Premierato, separazione delle carriere, autonomia (finanziaria) delle Regioni. Ognuna di queste riforme è una bomba sotto l’assetto istituzionale uscito dalla Resistenza, ma tutte insieme sono più di uno stravolgimento della democrazia come la conosciamo: sono una reinterpretazione che segna l’inizio di un nuovo regime (la r è minuscola, mi raccomando, adesso non esageriamo). Un Parlamento, dove i componenti della maggioranza sono stati scelti uno per uno da un leader inamovibile. Una magistratura sotto tutela e sotto scacco, pronta per essere chiamata ad intervenire dove vuole il governo. Un paese diviso in due, dove chi ha avuto (le Regioni ricche) ha avuto e poche storie, ovvero pochi margini per redistribuire. Insieme fanno i connotati di uno Stato autoritario, dove il bilanciamento dei poteri è stato svuotato. Per realizzarlo, ora manca solo un plebiscito.
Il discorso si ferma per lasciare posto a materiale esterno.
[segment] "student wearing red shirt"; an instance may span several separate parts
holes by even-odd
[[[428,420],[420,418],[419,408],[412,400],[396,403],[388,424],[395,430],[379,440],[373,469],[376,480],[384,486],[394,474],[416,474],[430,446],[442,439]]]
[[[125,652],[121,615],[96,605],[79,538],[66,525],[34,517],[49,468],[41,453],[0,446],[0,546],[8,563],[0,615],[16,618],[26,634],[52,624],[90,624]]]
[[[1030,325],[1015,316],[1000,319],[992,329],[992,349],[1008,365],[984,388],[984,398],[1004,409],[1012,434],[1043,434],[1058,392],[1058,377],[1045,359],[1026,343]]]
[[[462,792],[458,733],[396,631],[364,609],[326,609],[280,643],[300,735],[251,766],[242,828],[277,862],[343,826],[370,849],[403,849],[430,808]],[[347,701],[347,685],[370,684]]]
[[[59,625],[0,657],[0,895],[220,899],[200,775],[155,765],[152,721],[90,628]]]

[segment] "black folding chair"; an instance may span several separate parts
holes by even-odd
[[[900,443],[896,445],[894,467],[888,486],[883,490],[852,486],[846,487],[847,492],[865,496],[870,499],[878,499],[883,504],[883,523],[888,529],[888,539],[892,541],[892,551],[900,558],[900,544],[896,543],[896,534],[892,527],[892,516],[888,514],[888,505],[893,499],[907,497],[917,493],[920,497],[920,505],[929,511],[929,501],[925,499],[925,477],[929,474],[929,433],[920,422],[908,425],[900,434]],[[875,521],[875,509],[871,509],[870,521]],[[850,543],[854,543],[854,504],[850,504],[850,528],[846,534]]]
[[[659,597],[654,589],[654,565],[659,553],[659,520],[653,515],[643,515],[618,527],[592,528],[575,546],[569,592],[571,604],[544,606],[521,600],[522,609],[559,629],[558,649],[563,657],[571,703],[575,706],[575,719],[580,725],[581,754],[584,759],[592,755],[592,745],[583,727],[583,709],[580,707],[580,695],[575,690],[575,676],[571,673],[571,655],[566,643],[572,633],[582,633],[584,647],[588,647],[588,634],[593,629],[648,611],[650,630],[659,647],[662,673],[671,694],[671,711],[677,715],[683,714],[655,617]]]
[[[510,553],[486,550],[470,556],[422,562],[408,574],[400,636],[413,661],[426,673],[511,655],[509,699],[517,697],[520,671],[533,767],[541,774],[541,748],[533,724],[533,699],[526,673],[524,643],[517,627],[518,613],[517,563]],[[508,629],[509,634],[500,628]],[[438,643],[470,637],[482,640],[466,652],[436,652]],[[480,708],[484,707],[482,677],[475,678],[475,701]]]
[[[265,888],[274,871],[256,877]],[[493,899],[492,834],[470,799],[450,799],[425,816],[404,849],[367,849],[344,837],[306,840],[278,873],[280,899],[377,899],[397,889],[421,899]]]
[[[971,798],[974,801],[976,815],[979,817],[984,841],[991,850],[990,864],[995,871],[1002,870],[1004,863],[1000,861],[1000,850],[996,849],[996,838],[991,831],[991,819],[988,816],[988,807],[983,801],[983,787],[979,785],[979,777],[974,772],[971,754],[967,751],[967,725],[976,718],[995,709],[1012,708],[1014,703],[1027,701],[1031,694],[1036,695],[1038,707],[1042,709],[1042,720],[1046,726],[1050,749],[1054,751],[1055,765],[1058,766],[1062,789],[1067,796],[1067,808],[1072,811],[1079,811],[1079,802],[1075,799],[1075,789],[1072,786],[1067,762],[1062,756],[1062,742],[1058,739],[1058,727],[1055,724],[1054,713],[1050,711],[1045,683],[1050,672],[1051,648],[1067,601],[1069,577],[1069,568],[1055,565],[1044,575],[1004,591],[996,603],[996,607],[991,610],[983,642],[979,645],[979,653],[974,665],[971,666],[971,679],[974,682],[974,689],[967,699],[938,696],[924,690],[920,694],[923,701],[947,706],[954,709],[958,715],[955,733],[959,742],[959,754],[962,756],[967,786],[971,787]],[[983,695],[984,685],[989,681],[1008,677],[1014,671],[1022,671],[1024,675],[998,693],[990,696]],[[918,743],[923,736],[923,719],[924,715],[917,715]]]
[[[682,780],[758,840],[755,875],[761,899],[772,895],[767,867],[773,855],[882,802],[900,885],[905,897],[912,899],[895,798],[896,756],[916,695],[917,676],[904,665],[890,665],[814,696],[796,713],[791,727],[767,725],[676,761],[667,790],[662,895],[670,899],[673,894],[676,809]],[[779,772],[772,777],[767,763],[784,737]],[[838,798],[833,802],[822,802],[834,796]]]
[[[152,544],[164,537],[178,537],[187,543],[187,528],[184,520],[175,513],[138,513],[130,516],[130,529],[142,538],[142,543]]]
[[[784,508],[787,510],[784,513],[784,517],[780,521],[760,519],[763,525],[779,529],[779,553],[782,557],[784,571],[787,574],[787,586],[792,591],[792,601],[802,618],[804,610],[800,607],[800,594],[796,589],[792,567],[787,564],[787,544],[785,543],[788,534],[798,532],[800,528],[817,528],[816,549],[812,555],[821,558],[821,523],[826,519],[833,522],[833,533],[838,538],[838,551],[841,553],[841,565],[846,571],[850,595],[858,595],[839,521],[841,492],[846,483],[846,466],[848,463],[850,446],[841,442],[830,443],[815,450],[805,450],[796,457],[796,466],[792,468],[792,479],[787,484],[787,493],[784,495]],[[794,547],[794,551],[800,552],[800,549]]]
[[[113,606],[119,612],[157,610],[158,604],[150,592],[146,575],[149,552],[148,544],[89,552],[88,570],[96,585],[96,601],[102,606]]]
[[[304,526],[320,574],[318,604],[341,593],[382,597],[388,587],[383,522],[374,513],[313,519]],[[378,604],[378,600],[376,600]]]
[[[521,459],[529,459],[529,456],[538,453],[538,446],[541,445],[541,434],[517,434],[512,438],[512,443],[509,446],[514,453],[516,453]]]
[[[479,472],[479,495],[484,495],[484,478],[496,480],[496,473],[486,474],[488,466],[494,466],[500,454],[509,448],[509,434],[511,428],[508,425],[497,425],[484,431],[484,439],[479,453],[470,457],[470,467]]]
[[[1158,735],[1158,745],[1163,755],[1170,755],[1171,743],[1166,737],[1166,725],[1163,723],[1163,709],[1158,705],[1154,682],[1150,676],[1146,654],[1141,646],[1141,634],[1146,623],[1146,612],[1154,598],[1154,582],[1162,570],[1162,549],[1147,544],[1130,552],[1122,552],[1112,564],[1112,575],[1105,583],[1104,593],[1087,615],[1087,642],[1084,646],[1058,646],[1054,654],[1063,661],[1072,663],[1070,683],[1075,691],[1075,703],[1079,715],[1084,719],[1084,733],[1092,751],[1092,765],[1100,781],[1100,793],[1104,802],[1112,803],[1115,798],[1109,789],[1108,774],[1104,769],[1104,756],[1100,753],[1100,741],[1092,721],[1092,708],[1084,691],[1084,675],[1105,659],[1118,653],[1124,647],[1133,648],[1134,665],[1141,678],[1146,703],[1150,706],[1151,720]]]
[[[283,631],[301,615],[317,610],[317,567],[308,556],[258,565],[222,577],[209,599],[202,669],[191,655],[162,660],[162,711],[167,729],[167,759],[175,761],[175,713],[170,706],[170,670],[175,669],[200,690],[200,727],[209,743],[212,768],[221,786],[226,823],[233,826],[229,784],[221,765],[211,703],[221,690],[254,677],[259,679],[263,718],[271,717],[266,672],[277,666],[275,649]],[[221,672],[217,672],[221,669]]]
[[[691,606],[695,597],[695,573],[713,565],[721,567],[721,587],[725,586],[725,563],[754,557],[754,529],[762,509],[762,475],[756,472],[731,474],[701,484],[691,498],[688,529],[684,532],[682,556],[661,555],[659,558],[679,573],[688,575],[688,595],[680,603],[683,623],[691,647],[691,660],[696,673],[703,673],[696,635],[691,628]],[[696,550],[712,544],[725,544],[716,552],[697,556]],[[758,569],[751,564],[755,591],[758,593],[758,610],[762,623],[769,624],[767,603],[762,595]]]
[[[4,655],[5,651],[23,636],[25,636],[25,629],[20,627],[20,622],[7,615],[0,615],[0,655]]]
Potevo veder arrivare un’ora così buia (la tentazione di ripescare concetti e citazioni di un secolo fa, a quanto pare, è irresistibile e anche questo è un segnale)? I lineamenti di una democrazia autoritaria del XXI secolo non sono stati inventati a Colle Oppio o a Pontida. Bastava studiare l’Ungheria di Orbàn, la Polonia di Kaszcinsky, con un occhio anche alla Turchia di Erdogan. Gli esempi di una democrazia con politica, giustizia e informazione addomesticate sono lì: attuali, viventi e pulsanti. Una minaccia reale e incombente, del tutto leggibile.
Tanto più che ho commesso un altro errore, che moltiplica il precedente. Mi aspettavo che lo scivolamento a destra dell’Italia fosse un’eccezione e che, di conseguenza, l’esperienza Meloni, nel cuore dell’Europa occidentale ne risultasse comunque contenuta e isolata. Mi ingannavo. La destra europea che aveva come nume tutelare Angela Merkel non c’è più e ne possiamo solo contemplare le rovine. Uno dopo l’altro, i partiti della destra moderata (verrebbe da dire, costituzionale) rinunciano ai principi e aprono le porte alla destra radicale, anche quando l’odore di populismo razzista e fascista è inequivocabile. Lo abbiamo visto nell’Olanda di Wilders, ora nella disponibilità dei popolari tedeschi a governare con i neonazisti dell’Afd (per ora solo a livello locale, poi vedremo) e nella frattura del movimento gollista sui rapporti con Le Pen. Archiviato l’arco costituzionale italiano, si frantuma anche il muro della democrazia postbellica.
Davvero, adesso non c’è più spazio per gli equivoci e le scelte sono semplici: o di qui o di là. E qui ed ora, non domani. Ecco perché resta un altro errore e, almeno questo, non voglio farlo, anche se comincia ad andare di moda. E’ il caso di un autorevole economista, Olivier Blanchard, e di un importante commentatore, Janan Ganesh. Blanchard dice che ha fatto bene Macron a sfidare Marine Le Pen con le elezioni. O Le Pen perde, ed esce di scena o vince, governa e, dopo due anni di disastri, viene cacciata alle prossime presidenziali che, altrimenti, avrebbe vinto. Ganesh, sul Financial Times arriva a conclusioni analoghe: l’unico modo di vaccinarsi contro il populismo, sostiene, è lasciarlo rovinarsi con le sue mani, governando.
E’ un drammatico eccesso di condiscendenza e spocchia intellettuale. Non è vero che i populisti si sparino inevitabilmente sui piedi. Batterli, in Polonia, è stato duro e difficile. E lo sappiamo anche in Italia, dove la Meloni ha un governo solido e sconfiggerlo (al referendum o alle prossime politiche) sarà una impresa, di cui, per ora, non si vedono i requisiti. Ma, insieme, l’atteggiamento di Blanchard e Ganesh è anche l’avvisaglia di una tragica resa all’ascesa dei populisti. Attenzione, non è nuova. Facta, Giolitti, Benedetto Croce e buona parte della borghesia italiana dell’epoca – ci hanno spiegato gli storici – pensavano tutti che il fascismo fosse un fenomeno passeggero. Il paragone può apparire scomodo e inappropriato. Ma non lo è l’insegnamento che se ne trae: l’illusione di mettere le braghe alla storia è traditrice.